日本シリーズ、WBC親善試合キューバ戦が終了したことで、年末の球界の話題は”日本人メジャーリーガー”の去就にあつまるなか、ある選手の手紙に全米が感動している。

その選手とは、まだ来季の所属が決まらないイチロー(39)だ。彼がマリナーズ時代の’04年から、本拠地セーフコ・フィールドの右翼席でイチローの安打数をカウントする『イチメーター』を掲げていたエイミー・フランツさん(41)に、直筆の手紙とサイン入りバットとスパイクを贈ったことがわかったのだ。

オリックス時代の同僚で、メジャー3球団でプレーした田口壮氏(43)は「これは粋なプレゼント」と語り、次のように続ける。

「アメリカではグラウンドでしかファンと接する機会がなかなかないんです。選手の移動もチャーター機ですし。だからこそ球場でのファンとの関係は、特別なものだと思っています。とはいえ、ファンの方が一人の選手のためにここまでやるというのは特別。そんな話、メジャー時代に聞いたことがないですね。それに選手が個人的にプレゼントで応えるというのもないと思う。これは本当に稀なケースですね」

もっともイチローは、サインをしないことでも有名だった。フランツさんへのサインも、今年ヤンキース移籍直後が初めてだったというから驚きだ。
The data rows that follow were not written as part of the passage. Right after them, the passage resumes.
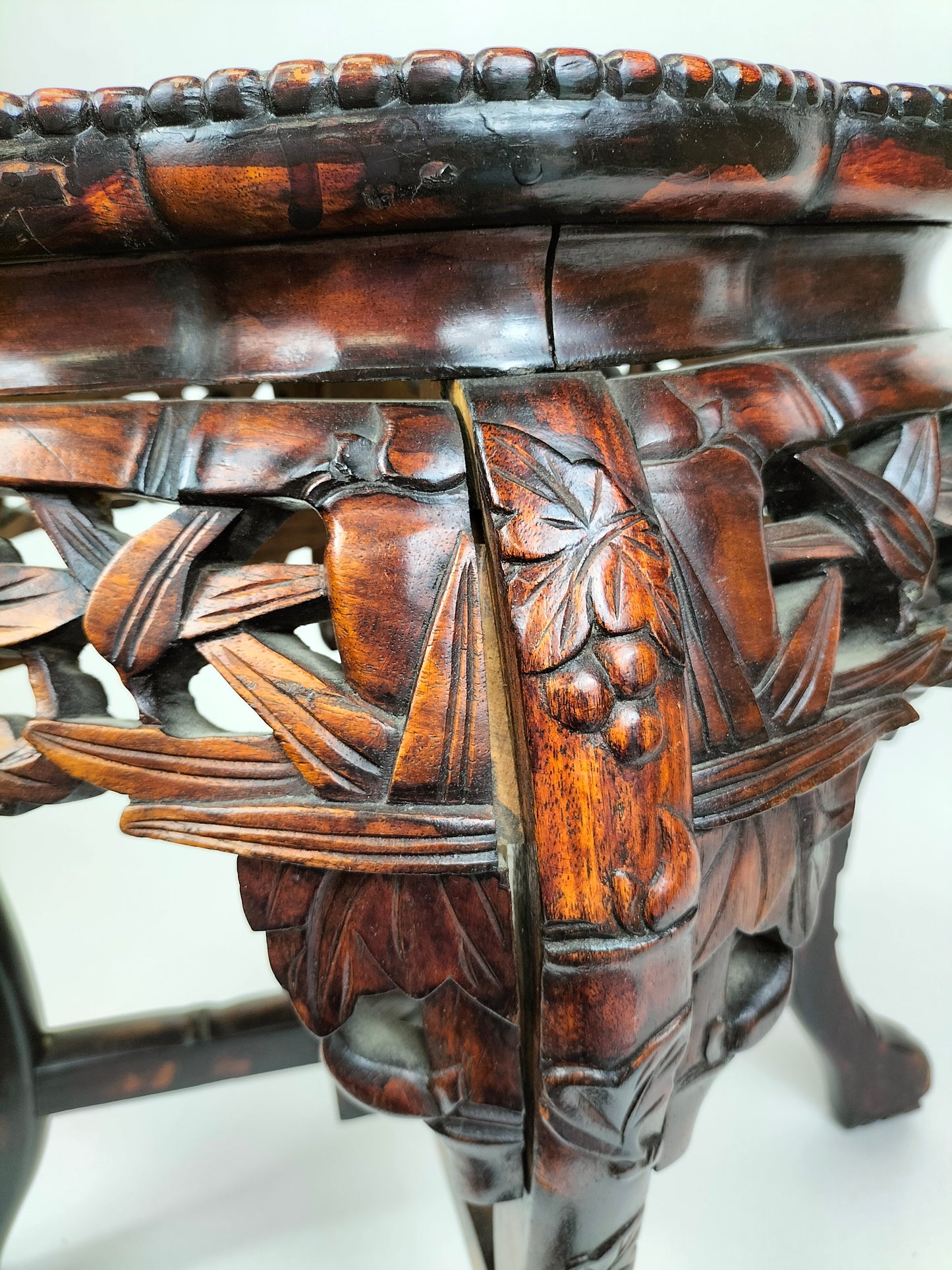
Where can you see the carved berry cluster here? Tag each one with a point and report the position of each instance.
(613, 693)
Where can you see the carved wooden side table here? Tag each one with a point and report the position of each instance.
(611, 407)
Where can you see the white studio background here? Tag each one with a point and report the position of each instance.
(258, 1174)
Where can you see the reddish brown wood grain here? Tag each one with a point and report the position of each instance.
(621, 642)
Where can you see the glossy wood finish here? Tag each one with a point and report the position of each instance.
(875, 1070)
(466, 303)
(438, 139)
(132, 1058)
(629, 538)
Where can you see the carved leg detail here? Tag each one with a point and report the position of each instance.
(607, 871)
(22, 1130)
(874, 1068)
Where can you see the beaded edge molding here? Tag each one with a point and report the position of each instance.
(446, 78)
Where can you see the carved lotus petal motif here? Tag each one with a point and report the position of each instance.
(575, 552)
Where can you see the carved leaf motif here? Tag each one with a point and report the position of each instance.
(328, 730)
(146, 764)
(914, 468)
(808, 538)
(226, 596)
(26, 775)
(445, 752)
(893, 522)
(619, 1111)
(362, 935)
(899, 668)
(576, 552)
(353, 837)
(796, 687)
(83, 535)
(721, 704)
(136, 606)
(36, 601)
(738, 785)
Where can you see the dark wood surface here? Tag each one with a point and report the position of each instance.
(132, 1058)
(466, 303)
(630, 536)
(439, 139)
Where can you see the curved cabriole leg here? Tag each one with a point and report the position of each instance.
(605, 880)
(22, 1130)
(874, 1068)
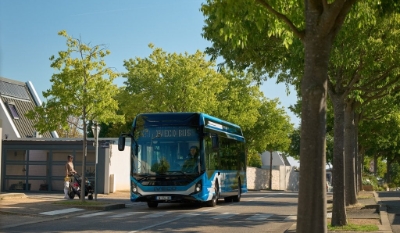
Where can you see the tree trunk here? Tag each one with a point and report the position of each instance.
(388, 177)
(349, 154)
(270, 170)
(311, 211)
(357, 155)
(339, 208)
(361, 152)
(84, 157)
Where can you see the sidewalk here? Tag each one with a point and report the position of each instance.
(32, 207)
(367, 213)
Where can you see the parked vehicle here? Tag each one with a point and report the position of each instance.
(329, 187)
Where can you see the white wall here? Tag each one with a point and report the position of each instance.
(8, 128)
(276, 159)
(119, 165)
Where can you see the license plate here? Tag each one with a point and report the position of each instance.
(163, 198)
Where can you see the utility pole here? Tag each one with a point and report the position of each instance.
(96, 131)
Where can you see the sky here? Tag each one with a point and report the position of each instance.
(28, 35)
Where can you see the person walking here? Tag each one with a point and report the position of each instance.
(70, 171)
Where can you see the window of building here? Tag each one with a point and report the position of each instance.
(13, 110)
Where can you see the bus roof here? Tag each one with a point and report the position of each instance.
(188, 118)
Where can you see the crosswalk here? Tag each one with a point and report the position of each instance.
(146, 215)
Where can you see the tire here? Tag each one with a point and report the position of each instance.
(152, 204)
(239, 195)
(214, 201)
(71, 193)
(228, 199)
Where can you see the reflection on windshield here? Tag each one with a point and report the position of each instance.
(160, 152)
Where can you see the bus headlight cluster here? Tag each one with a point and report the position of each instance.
(198, 187)
(134, 187)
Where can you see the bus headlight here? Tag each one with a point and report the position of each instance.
(134, 187)
(198, 187)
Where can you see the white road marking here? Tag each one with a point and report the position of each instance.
(158, 224)
(290, 218)
(224, 216)
(156, 215)
(259, 217)
(63, 211)
(92, 215)
(126, 214)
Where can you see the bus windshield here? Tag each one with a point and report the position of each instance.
(166, 150)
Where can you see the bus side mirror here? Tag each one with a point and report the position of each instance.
(121, 142)
(214, 141)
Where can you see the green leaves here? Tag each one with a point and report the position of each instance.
(82, 87)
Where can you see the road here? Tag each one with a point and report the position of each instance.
(257, 212)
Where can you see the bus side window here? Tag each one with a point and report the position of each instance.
(212, 157)
(214, 141)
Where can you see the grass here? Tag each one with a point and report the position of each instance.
(353, 227)
(80, 203)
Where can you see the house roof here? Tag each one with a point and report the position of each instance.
(17, 99)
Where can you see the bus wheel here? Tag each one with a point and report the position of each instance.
(151, 204)
(213, 202)
(239, 195)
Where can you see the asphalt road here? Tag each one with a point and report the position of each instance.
(257, 212)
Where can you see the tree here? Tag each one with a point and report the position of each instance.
(263, 26)
(187, 82)
(74, 129)
(170, 82)
(79, 90)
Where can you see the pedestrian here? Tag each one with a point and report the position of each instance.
(70, 171)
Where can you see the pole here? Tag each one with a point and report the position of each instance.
(96, 129)
(97, 158)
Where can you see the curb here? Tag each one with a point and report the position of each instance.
(99, 207)
(4, 196)
(385, 227)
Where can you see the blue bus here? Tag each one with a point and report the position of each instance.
(185, 157)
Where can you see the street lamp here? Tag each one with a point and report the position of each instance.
(96, 131)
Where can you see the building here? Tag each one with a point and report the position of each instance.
(16, 99)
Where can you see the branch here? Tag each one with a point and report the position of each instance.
(370, 86)
(334, 15)
(295, 30)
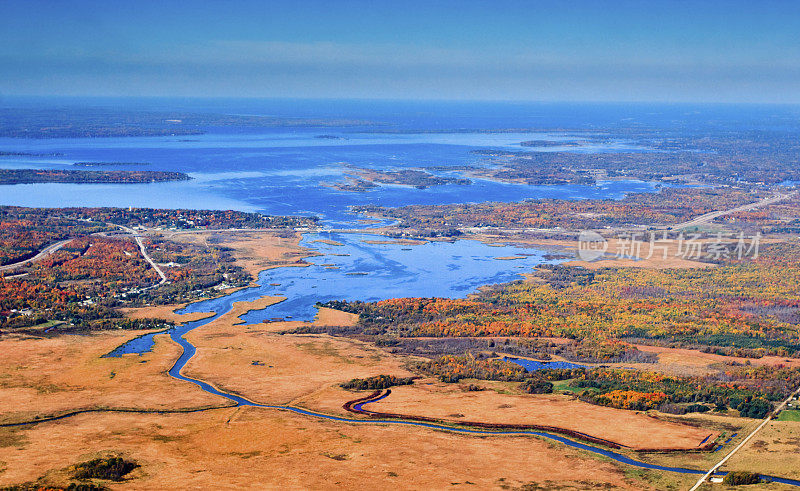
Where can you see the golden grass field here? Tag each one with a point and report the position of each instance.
(234, 447)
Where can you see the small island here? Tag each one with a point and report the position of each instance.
(361, 179)
(31, 176)
(109, 164)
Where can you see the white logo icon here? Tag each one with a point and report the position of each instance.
(591, 245)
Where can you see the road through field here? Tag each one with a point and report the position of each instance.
(44, 253)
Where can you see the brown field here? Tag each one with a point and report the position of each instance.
(42, 377)
(775, 450)
(166, 312)
(269, 449)
(682, 361)
(264, 448)
(253, 251)
(450, 402)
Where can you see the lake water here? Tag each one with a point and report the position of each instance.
(289, 171)
(357, 270)
(533, 365)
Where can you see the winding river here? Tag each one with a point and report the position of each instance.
(223, 305)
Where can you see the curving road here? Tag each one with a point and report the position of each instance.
(709, 217)
(138, 239)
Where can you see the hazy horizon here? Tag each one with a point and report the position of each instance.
(618, 52)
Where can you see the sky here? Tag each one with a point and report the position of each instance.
(567, 50)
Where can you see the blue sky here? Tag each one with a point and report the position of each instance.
(569, 50)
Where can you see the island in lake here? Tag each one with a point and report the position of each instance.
(30, 176)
「ファンサービスに関して、イチローはそれほど熱心ではない。サインを多くしないのは代理人との契約事項。なぜなら、サインの価値を上げる作戦があるからだ。だから今回は、心境に変化でもあったのか(笑)」(スポーツ紙デスク)

そんなイチローだが、26日にはヤンキースと1年契約でほぼ合意に達したと報じられた。年俸は500万ドル(約4億円)プラス出来高とみられており、今季の約14億円からの大幅減になりそうだ。ひと足早く”クリスマスプレゼント”をファンに贈ったイチロー。彼の来季に、”サンタ”は微笑むか。